Wednesday, October 22, 2014

The blades stop turning

So the Oscar Pistorius trial is over - the immense relief not only of the participants but also of the media, who have had to sit in the courtroom or stand outside that damn courthouse, day after day, month in, month out, trying to think of something new to say each time - a trial supposed to take three weeks which dragged out over seven months.

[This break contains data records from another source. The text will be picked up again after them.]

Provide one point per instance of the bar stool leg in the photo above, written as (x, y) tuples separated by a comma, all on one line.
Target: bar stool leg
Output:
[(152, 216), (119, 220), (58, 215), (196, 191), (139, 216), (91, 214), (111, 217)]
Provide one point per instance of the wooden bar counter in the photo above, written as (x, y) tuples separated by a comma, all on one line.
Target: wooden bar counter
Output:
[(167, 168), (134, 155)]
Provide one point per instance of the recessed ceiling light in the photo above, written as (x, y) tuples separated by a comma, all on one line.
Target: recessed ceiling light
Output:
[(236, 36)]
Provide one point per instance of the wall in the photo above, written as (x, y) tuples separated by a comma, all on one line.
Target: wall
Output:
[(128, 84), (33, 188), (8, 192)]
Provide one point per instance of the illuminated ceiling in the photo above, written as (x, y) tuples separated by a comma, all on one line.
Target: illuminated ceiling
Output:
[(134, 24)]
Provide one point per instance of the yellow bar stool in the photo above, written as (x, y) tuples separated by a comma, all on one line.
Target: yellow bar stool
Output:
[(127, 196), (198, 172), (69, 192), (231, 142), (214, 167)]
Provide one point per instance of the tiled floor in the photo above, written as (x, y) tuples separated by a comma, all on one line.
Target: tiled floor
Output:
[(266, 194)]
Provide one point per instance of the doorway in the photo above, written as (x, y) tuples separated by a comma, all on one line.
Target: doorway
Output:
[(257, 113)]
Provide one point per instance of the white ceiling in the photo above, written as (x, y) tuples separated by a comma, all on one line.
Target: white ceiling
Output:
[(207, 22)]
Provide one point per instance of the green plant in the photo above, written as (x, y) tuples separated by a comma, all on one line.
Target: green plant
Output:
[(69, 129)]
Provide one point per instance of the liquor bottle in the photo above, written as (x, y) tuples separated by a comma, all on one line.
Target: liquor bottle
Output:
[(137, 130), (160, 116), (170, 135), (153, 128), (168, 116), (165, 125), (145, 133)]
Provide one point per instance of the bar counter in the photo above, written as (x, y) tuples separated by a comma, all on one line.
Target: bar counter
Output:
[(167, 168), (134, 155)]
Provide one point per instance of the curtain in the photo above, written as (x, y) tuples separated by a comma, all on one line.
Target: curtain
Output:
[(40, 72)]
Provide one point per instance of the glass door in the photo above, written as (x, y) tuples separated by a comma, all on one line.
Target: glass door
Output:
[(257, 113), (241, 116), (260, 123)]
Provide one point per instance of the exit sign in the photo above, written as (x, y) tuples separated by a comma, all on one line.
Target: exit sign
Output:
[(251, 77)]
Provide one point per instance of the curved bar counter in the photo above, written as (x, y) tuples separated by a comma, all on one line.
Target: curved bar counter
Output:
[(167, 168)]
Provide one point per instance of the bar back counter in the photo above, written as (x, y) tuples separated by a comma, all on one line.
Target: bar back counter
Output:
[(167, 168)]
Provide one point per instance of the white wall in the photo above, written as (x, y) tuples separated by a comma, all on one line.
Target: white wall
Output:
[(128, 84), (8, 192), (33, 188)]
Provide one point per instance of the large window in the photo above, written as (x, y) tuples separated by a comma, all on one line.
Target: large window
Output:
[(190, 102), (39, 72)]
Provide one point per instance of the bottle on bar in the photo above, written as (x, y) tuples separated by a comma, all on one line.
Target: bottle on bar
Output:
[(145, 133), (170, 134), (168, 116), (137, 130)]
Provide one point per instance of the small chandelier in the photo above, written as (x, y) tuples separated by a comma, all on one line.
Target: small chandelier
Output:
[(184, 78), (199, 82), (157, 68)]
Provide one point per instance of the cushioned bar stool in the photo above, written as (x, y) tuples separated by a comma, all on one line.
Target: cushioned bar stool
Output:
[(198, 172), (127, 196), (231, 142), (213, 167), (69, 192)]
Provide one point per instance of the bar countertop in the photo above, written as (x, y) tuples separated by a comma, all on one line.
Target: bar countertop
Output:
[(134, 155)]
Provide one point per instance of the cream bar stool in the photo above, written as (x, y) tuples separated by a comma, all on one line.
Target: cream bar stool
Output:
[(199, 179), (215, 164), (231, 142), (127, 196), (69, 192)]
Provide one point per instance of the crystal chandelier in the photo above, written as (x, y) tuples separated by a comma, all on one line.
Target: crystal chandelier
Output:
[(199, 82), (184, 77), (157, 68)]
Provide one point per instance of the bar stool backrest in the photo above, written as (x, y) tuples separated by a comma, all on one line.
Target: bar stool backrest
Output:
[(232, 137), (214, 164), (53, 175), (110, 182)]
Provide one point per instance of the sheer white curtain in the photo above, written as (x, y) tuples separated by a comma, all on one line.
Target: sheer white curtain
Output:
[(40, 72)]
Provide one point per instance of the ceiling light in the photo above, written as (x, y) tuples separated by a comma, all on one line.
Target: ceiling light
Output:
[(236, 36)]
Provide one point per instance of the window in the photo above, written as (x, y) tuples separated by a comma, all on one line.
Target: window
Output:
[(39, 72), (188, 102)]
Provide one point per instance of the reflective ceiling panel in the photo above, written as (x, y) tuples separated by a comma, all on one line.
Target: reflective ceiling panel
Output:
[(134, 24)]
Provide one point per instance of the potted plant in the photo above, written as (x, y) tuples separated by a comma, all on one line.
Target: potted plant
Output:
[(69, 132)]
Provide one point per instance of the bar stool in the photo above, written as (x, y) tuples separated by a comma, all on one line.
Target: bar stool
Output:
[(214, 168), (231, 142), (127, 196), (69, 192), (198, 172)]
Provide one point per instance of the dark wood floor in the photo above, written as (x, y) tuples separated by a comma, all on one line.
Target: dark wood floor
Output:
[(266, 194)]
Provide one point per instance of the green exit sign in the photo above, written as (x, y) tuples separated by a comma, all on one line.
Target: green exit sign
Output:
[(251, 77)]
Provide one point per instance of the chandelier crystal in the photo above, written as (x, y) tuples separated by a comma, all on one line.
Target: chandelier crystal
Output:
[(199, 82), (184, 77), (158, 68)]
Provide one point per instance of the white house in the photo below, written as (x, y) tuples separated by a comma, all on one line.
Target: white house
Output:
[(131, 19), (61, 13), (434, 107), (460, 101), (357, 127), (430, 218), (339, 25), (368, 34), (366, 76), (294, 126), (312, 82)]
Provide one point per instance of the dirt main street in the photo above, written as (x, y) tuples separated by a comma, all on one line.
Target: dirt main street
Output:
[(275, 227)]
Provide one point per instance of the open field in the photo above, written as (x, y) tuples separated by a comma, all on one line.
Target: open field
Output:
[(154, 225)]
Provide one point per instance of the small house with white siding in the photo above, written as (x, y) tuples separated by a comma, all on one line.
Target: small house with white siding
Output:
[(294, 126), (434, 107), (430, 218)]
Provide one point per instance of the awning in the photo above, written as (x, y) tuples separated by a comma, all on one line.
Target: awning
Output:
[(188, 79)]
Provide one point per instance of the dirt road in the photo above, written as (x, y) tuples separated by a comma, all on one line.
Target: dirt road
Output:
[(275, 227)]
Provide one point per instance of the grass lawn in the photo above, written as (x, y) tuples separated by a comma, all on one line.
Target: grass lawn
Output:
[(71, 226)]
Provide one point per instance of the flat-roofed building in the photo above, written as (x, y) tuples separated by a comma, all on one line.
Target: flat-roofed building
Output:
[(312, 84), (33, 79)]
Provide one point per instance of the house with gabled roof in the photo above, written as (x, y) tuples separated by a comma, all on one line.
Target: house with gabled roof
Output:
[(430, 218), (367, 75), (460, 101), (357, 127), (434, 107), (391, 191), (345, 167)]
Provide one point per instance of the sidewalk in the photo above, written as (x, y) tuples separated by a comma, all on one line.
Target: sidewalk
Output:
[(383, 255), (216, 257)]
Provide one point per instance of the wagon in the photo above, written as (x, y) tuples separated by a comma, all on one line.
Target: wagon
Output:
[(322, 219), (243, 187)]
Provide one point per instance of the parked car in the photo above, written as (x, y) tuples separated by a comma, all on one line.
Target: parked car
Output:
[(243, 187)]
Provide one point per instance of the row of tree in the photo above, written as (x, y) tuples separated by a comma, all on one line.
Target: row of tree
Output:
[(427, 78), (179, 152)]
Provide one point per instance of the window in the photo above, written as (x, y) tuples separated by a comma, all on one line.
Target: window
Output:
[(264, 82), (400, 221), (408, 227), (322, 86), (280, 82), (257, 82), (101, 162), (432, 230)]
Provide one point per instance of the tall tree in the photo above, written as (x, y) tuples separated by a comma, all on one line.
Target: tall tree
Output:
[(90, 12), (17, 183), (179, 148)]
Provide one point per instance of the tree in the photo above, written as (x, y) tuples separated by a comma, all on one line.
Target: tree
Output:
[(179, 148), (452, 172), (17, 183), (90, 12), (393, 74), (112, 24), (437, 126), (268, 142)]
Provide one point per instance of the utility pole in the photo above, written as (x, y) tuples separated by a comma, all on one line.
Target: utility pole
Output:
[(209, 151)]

Tens of thousands of words have already been spewed over the verdict.  But what I was reflecting on, is what the trial reveals about the new South Africa.  What would have happened, if a similar incident had happened under apartheid?  Well of course there would have been no Olympic champion, because South Africa was banned from the Olympics.  There were plenty of Springbok rugby heroes though.  What if one of them had shot his girl friend?  The courtroom would have been the same - the system of a judge and two assessors would have been the same, since the democratic SA government has not re-introduced thee jury system.  The judge would of course been an elderly white man, not an elderly black woman, but even the 1970's law under which Pistorius was charged would have been the same.  Under apartheid there was of course the death penalty, and the jail to which Pistorius has been taken - the former Pretoria Central - was where the hangings were carried out.  But, though the present judge said that there cannot be one law for the poor and disadvantaged, and another for the rich and famous, there definitely was one under apartheid - a white man under a capital charge was about 50 times less likely to be sentenced to death than a black man. So the fate of a 1970's Pistorius would likely have been fairly similar to the 2014 one - a moderate jail sentence, with no doubt special conditions vastly better than than of the ordinary inmate.

Actually, many of the high-profile homicide cases in late apartheid South Africa remained unsolved, perhaps because they had political involvement - for instance the grisly murder of the economist Robert Smit, despite a raft of conspiracy theories.  Anybody remember any others?